Benchmark Results
SecondLook beats current benchmarks in rare disease diagnosis
Tested against the same Phenopacket2Prompt benchmark used to evaluate o1-preview and GPT-4o in the peer-reviewed literature — graded the same way, in Mondo ontology space, so the numbers are directly comparable.
head-to-head
+20.8%
More Top-3 accuracy than OpenAI o3 single-shot on identical cases — same patient, same grader.
head-to-head
+15.5%
More Top-3 accuracy than Claude Opus 4.7 single-shot on identical cases — same patient, same grader.
vs. prior LLM SOTA
+55.5%
More Top-1 accuracy than o1-preview from the published Phenopacket2Prompt evaluation.

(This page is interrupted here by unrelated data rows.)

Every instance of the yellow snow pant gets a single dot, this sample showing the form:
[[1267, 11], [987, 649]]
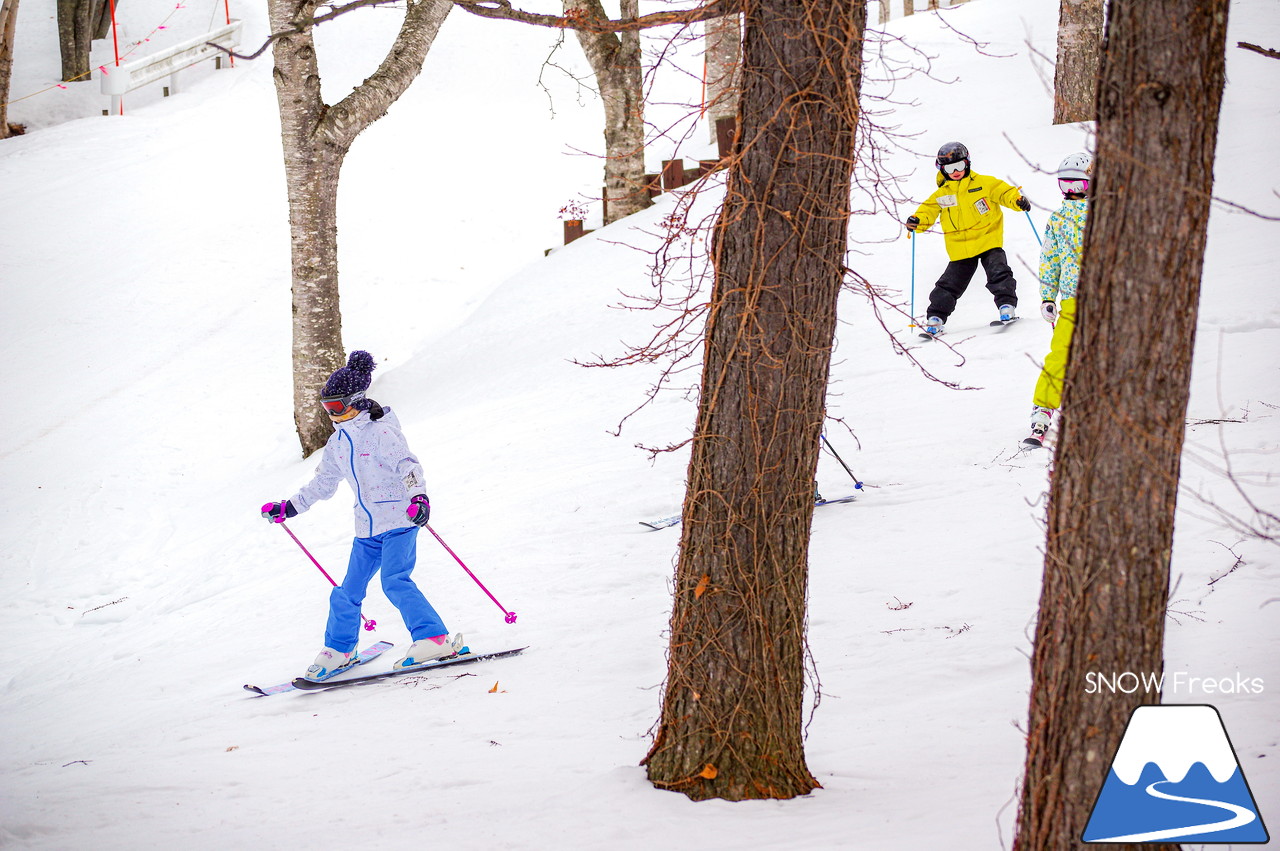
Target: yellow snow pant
[[1048, 388]]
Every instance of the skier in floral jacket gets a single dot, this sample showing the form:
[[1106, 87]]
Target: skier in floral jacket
[[1059, 275], [369, 452]]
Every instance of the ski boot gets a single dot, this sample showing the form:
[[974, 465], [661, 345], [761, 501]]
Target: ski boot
[[1041, 421], [430, 650], [933, 326], [329, 663]]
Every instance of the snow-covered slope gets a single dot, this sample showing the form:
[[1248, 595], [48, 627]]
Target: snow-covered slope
[[144, 269]]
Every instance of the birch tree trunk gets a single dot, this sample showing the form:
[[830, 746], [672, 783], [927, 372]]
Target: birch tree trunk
[[1079, 50], [1115, 483], [8, 23], [316, 138], [732, 708], [76, 19], [723, 60], [615, 60]]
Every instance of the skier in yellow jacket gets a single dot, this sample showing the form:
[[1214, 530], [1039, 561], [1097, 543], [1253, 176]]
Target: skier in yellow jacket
[[968, 206]]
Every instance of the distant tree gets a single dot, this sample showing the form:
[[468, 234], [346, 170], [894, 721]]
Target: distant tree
[[1115, 480], [1079, 50], [80, 22], [615, 59], [723, 42], [732, 712], [8, 23], [316, 138]]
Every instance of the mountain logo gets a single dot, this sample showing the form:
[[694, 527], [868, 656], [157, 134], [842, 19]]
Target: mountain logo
[[1175, 777]]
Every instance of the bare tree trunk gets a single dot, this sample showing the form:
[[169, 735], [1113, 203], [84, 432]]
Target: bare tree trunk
[[1115, 485], [615, 60], [76, 37], [1079, 50], [723, 62], [8, 23], [103, 17], [732, 709], [316, 138]]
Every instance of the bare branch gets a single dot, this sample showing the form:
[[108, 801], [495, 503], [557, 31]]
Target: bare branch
[[1265, 51], [503, 10], [302, 27]]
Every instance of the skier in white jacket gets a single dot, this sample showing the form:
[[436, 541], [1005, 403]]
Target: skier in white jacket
[[369, 452]]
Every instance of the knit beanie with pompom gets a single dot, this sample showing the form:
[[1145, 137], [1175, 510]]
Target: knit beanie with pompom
[[353, 378]]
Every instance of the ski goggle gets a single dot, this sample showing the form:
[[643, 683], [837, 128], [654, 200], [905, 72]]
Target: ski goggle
[[339, 405]]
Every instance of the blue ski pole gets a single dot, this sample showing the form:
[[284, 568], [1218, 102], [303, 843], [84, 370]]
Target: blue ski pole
[[1038, 241], [909, 234], [858, 485]]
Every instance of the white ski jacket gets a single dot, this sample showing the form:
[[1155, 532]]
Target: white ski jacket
[[374, 458]]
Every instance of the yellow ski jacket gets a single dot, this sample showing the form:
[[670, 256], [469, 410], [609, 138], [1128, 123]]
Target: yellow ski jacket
[[970, 214]]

About the Phenopacket2Prompt benchmark
Phenopacket2Prompt is a public dataset of 9,587 published clinical vignettes, each derived from a peer-reviewed case report and paired with a verified ground-truth diagnosis (typically an OMIM identifier). Because every case maps to a real published patient, it is widely used as the rare-disease benchmark for diagnostic AI evaluation.
The Claude Opus 4.7 and OpenAI o3 numbers were generated by us on the same case sample as SecondLook, using each model in a single-shot diagnostic prompt so the comparison is head-to-head — apples-to-apples LLM evaluation throughout.